Turns out that Paris revealed these surprises to me:

 

  1. Parisians are gracious. I had a friend advise me before I came to make sure I said “Bon jour” and “Merci.” Parisians are not a fan of the abrupt American. When I arrived at my hotel, two gentlemen opened the door saying “Beinvenue Madame, bon jour!”, with smiling faces. I think every employee in that lobby said “Bon jour, Madame!” You might be thinking, “Well, Cathy, isn’t this a hotel, shouldn’t they be that gracious?” The thing is every brasserie, cafe, shop and museum was the same tune. The sweet lyrical “Bon jour, Madame.” The Parisians graciousness made me feel welcome and humbled me.

 

  1. Parisians have a slower pace. One of my guides for a walking tour of Montmartre explained that if you purchase an espresso at a cafe, you had the right to the table for the entire day.  He wanted us to understand this in case some server tried to brush us off. This slower, you have all day, take a moment to be in the moment attitude was a big adjustment.
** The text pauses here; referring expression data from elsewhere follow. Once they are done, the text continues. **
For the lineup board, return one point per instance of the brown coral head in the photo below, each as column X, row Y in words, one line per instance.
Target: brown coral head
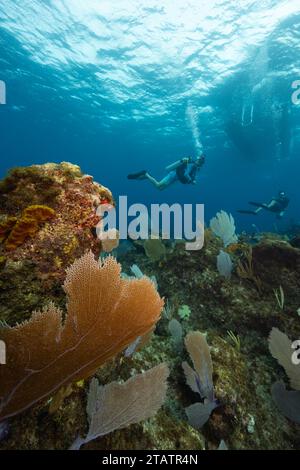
column 24, row 228
column 105, row 314
column 39, row 213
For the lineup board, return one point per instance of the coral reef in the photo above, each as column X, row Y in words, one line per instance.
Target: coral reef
column 29, row 196
column 236, row 314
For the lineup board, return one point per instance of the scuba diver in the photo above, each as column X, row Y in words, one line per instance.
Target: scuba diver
column 184, row 170
column 277, row 205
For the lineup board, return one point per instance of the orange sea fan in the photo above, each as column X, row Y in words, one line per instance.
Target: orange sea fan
column 104, row 315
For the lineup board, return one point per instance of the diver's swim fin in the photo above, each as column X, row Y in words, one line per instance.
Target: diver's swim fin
column 247, row 212
column 137, row 176
column 259, row 204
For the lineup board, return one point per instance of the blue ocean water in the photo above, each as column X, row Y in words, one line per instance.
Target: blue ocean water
column 118, row 86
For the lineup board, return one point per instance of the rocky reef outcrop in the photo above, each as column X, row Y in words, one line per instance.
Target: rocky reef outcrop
column 237, row 315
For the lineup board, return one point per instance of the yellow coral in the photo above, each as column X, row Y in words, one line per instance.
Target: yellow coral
column 14, row 232
column 39, row 213
column 6, row 227
column 71, row 246
column 23, row 229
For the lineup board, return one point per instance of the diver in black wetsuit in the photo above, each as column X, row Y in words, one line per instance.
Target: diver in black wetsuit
column 184, row 170
column 277, row 205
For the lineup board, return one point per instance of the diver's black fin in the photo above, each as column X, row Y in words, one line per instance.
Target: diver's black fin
column 247, row 212
column 258, row 204
column 137, row 176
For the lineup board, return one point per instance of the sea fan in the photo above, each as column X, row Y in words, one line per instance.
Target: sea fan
column 116, row 406
column 104, row 315
column 223, row 226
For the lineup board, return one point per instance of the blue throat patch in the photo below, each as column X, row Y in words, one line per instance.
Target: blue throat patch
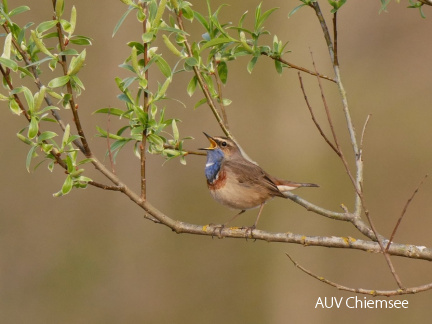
column 213, row 164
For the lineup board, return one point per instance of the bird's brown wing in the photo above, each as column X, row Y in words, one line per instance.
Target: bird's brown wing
column 249, row 174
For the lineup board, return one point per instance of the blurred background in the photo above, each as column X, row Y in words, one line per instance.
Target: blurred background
column 91, row 257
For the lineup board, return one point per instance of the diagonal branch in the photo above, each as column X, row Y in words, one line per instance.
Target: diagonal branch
column 404, row 211
column 360, row 201
column 371, row 292
column 201, row 80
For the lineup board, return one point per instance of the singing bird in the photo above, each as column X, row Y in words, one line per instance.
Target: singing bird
column 237, row 182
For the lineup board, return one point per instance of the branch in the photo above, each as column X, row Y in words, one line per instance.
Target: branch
column 145, row 108
column 201, row 80
column 313, row 117
column 221, row 104
column 293, row 66
column 404, row 211
column 74, row 107
column 360, row 201
column 372, row 292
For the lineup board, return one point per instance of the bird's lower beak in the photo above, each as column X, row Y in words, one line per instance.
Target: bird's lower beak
column 213, row 144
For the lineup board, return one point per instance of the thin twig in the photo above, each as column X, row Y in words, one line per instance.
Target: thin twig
column 33, row 70
column 146, row 99
column 336, row 61
column 313, row 116
column 201, row 81
column 360, row 201
column 221, row 104
column 54, row 152
column 108, row 144
column 363, row 132
column 372, row 292
column 404, row 211
column 327, row 110
column 296, row 67
column 73, row 106
column 105, row 187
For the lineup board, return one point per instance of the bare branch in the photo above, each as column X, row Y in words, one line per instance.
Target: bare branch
column 313, row 117
column 221, row 104
column 143, row 144
column 336, row 61
column 360, row 201
column 108, row 144
column 372, row 292
column 404, row 211
column 363, row 132
column 201, row 81
column 296, row 67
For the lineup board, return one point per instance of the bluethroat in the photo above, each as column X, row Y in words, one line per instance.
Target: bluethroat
column 239, row 183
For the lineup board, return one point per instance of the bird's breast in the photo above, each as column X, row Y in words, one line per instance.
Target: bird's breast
column 218, row 181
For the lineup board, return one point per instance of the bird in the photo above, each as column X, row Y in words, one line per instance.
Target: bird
column 234, row 180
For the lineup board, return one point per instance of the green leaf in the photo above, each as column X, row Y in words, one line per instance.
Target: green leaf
column 59, row 8
column 223, row 71
column 67, row 185
column 72, row 21
column 156, row 140
column 33, row 128
column 30, row 155
column 9, row 63
column 29, row 98
column 122, row 19
column 148, row 37
column 163, row 66
column 40, row 45
column 46, row 136
column 24, row 139
column 278, row 66
column 199, row 103
column 191, row 61
column 59, row 82
column 7, row 47
column 110, row 111
column 18, row 10
column 192, row 86
column 217, row 41
column 46, row 25
column 39, row 97
column 80, row 40
column 252, row 63
column 175, row 130
column 66, row 135
column 159, row 13
column 76, row 63
column 14, row 107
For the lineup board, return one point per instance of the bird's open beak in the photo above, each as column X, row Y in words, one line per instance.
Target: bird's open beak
column 213, row 144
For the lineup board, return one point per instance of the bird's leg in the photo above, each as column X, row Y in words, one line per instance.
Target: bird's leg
column 234, row 217
column 221, row 227
column 255, row 224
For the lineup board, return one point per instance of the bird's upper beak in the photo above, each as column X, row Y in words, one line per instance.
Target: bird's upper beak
column 213, row 144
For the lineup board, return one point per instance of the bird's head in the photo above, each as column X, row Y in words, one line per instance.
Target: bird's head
column 222, row 146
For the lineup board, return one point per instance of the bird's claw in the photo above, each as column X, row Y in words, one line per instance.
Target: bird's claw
column 249, row 229
column 217, row 227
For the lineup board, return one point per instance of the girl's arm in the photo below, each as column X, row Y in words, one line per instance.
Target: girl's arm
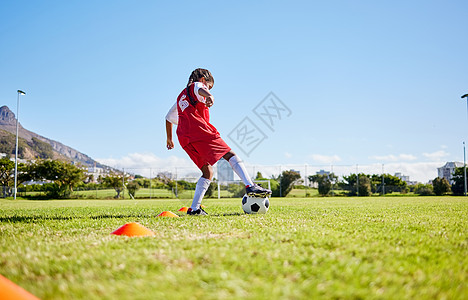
column 209, row 98
column 169, row 142
column 171, row 118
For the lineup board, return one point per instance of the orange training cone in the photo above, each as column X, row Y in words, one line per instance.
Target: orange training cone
column 11, row 291
column 168, row 214
column 133, row 229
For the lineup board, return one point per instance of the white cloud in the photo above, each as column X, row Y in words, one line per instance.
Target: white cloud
column 325, row 159
column 391, row 157
column 438, row 155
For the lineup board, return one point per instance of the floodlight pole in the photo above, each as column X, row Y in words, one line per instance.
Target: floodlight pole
column 20, row 92
column 464, row 166
column 464, row 156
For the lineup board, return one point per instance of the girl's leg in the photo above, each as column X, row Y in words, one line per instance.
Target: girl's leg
column 238, row 166
column 202, row 186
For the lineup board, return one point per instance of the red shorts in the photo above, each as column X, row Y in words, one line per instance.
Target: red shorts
column 207, row 152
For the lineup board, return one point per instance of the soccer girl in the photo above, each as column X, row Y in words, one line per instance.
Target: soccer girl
column 201, row 140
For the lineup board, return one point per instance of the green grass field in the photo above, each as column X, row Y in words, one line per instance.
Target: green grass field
column 330, row 248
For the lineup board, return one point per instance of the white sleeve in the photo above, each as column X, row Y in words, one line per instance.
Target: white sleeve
column 199, row 85
column 173, row 115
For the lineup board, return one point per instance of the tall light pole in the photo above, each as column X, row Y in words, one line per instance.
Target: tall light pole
column 464, row 165
column 464, row 157
column 20, row 92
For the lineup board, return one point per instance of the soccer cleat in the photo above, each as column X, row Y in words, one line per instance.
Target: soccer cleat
column 257, row 191
column 198, row 212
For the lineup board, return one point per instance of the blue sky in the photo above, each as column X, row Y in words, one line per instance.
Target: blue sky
column 366, row 82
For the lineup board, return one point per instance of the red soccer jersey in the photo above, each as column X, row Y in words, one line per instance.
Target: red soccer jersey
column 194, row 118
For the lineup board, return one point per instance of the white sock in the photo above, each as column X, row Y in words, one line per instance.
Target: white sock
column 202, row 186
column 238, row 166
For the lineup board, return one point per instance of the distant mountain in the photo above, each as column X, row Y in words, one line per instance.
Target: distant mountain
column 32, row 145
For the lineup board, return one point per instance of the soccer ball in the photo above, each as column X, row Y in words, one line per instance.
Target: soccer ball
column 255, row 205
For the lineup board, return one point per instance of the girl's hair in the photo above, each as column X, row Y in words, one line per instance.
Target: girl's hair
column 199, row 73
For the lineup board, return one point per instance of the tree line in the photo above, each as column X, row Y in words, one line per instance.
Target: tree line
column 367, row 185
column 59, row 179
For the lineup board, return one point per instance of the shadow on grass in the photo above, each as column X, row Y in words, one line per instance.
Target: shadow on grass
column 33, row 219
column 228, row 214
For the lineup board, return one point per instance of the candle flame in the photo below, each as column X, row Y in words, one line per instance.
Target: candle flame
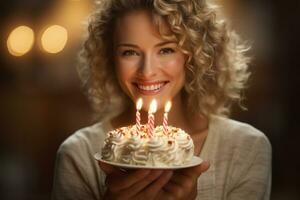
column 168, row 106
column 139, row 104
column 153, row 106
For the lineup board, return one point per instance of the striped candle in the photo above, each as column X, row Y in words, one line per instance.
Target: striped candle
column 165, row 119
column 138, row 115
column 151, row 120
I still ate my food too fast (especially when dining alone). I’m sure they thought I was an American Speedy Gonzales. This is in juxtaposition to say Manhattan or San Francisco when every minute counts in a race to get through the day. Savor the moment.

 

  1. Many Parisians are animated. On the drive in from the airport, there had been an accident and there in THE MIDDLE of the highway, the two men on opposites ends of the collision were boisterously yelling at each other waving their arms madly. Quite the theatrics. When the woman who was the concierge for the apartment we leased was showing us the place, she didn’t speak English. We didn’t speak French. The language barrier was crossed as she pantomimed how the locks worked, the door to the balcony, and all the various attributes of the apartment. It was hysterical. She bantered on in French stopping to ask “Oui?”…as we echoed back “Oui. Oui.” Enjoy the theatrics; they will often get you through what you need to know

 

  1. Parisians love their city. Parisian pride is even more fierce after the threat to Liberté, Égalité, Fraternité. Recent terrorist attacks on their own and their neighbor’s soil have fueled that fire.  This kind of pride, Parisian Pride, doesn’t develop overnight. Several guides and drivers I met were incredibly proud of their neighborhood whether it was Montmartre or Rive Gauche. I had the impression that every Parisian felt as if Paris was the center of the universe. It certainly is the center of theirs. The thing is, after 8 days in Paris, I was beginning to think the same thing.  Where else can you experience world class food, wine, art, history and music? ?  When I first arrived, I took pictures from every street corner because it was so beautiful and remarkable. Pretty soon I had WAY too many pictures of rambling cobblestone streets.  Every corner, every niche of Paris has something unique to offer. It’s okay to capture the moment even if you have to edit it later.

 

  1. Parisians are passionate. I’m talking the essence of passion, the pureness of passion. I mean passionate about their interests and what there is to love about life  I went on a walking tour of Montmartre and the guide was enlivened and passionate about Montmartre and the artists who lived there (i.e. Van Gough, Renoir, Monet, Picasso….).  I went on a cheese tasting in a cheese cave from the 1600’s and our guide was passionate about French cheese.  There are over 2,000 types of cheeses made in France, and this guy knew each one, the distinctions between them AND could combine a wine and cheese so that you thought you were eating cauliflower or grapefruit.  My friends and I took a cooking class and our instructor was almost beyond passionate about the food of Paris.  He knew the history of the dish, its origins, it’s modern adaptations and had sourced every product to identify organic and GMO free.  He orchestrated 8 novice cooks to create an amazing three course lunch in a matter of 4 hours. The passion of all these Parisians was contagious.

 

Paris has been on my bucket list for over 30 years.  Ever since my 7th grade French class.  It was an amazing vacation and the thing I learned is that it’s the residents I will remember most.  The Parisians themselves are the heart of the experience.